The branch main has been updated by imp:

URL: 
https://cgit.FreeBSD.org/src/commit/?id=1bce7cd885e7e5b376a60367629a0f76ff7f0167

commit 1bce7cd885e7e5b376a60367629a0f76ff7f0167
Author:     Warner Losh <i...@freebsd.org>
AuthorDate: 2024-06-14 22:40:08 +0000
Commit:     Warner Losh <i...@freebsd.org>
CommitDate: 2024-06-14 22:40:08 +0000

    nvme: Add Linux copatible ioctls
    
    Add the NVME_IOCTL_ID, NVME_IOCTL_ADMIN_CMD, and NVME_IOCTL_IO_CMD Linux
    compatible ioctls. These may be run on either an I/O (ns) dev or a nvme
    (admin) dev. Linux allows both on either device, and programs use this
    and aren't careful about having the right device open. Emulate this
    feature, and implement these ioctls. The data is passed in into the
    kernel in host byte order (not converted to le). Results are returned in
    host order.
    
    The timeout field is ignore, and the metadata and metadata_len fields
    must be zero.
    
    The addr field can be null, even when the data_len is non zero (FreeBSD's
    ioctl interface prohibits this, Linux's just ignores the inconsistency).
    
    Only the cdw10 is returned from the command: the status is not returned
    in 'result' field. XXX need to verify that this is what Linux does on an
    error signaled from the drive.
    
    No external include file is yet available for this: most programs that
    call this interface either use a linux-specific path <linux/nvme.h> or
    have their own private copy of the data.

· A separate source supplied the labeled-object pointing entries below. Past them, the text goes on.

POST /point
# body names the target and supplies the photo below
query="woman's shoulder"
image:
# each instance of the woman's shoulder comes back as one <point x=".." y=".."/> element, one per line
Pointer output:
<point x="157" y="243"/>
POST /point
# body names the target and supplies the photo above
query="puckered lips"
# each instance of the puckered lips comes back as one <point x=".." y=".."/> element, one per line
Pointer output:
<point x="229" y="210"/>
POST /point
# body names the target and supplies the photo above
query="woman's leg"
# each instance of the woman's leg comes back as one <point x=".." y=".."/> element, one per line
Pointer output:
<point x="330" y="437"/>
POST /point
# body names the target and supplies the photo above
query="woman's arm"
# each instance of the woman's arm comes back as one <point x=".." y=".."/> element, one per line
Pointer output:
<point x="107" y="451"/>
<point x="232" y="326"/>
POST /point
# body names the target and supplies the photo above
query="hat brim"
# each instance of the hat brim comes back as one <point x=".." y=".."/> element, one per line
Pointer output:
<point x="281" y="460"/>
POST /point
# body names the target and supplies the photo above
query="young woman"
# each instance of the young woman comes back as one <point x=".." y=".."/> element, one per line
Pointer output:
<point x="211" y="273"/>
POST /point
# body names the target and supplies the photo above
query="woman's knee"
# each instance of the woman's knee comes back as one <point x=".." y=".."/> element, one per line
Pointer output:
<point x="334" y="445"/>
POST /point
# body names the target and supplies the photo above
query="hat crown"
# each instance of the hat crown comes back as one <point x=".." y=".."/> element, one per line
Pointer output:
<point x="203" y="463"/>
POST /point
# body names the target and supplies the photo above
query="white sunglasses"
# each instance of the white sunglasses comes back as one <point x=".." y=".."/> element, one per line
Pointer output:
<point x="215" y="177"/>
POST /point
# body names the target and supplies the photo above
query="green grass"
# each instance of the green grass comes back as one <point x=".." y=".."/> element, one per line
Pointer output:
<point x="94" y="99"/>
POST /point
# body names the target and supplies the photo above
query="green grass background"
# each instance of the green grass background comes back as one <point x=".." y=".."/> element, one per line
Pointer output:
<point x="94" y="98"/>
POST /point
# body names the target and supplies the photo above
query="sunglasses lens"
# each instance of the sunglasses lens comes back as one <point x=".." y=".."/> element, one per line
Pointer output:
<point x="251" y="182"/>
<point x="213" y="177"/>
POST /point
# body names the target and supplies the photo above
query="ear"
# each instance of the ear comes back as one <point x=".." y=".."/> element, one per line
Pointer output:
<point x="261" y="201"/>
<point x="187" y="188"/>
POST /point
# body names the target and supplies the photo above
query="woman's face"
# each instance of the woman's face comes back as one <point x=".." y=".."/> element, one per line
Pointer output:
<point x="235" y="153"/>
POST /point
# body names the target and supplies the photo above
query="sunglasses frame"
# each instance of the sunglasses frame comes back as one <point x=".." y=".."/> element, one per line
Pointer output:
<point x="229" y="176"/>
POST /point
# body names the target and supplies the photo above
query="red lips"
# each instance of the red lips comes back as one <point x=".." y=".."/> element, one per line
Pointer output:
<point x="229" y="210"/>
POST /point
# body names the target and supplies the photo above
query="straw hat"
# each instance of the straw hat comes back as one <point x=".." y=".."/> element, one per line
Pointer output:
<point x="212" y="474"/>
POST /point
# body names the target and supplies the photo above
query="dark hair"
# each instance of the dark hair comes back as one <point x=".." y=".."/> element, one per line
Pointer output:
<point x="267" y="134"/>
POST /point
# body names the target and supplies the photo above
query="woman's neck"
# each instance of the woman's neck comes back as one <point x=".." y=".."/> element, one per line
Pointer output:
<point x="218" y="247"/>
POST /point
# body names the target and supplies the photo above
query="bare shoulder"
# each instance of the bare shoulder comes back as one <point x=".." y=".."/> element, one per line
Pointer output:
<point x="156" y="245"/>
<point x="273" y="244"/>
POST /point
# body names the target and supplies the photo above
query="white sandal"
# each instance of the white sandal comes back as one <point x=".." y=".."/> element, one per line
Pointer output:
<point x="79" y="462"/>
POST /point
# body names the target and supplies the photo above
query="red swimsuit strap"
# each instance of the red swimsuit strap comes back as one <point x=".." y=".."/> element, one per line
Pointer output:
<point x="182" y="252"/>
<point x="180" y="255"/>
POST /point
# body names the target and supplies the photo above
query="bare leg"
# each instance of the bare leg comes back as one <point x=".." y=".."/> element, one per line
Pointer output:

It's unclear the best thing to
    do.
    
    Also, create a /dev/nvmeXnY as an alias for /dev/nvmeXnsY.
    
    These changes allow a native build of nvme-cli to work for everything
    that doesn't depend on sysfs entries in /sys, calls that use metadata,
    send / receive drive data and sed functionality not in our nvme driver.
    
    Sponsored by:           Netflix
    Co-Authored-by:         Chuck Tuffli <ch...@freebsd.org>
    Reviewed by:            chuck
    Differential Revision:  https://reviews.freebsd.org/D45415
---
 sys/dev/nvme/nvme.h       |   6 +++
 sys/dev/nvme/nvme_ctrlr.c | 114 +++++++++++++++++++++++++++++++++++++++++++++-
 sys/dev/nvme/nvme_linux.h |  58 +++++++++++++++++++++++
 sys/dev/nvme/nvme_ns.c    |  14 +++++-
 4 files changed, 190 insertions(+), 2 deletions(-)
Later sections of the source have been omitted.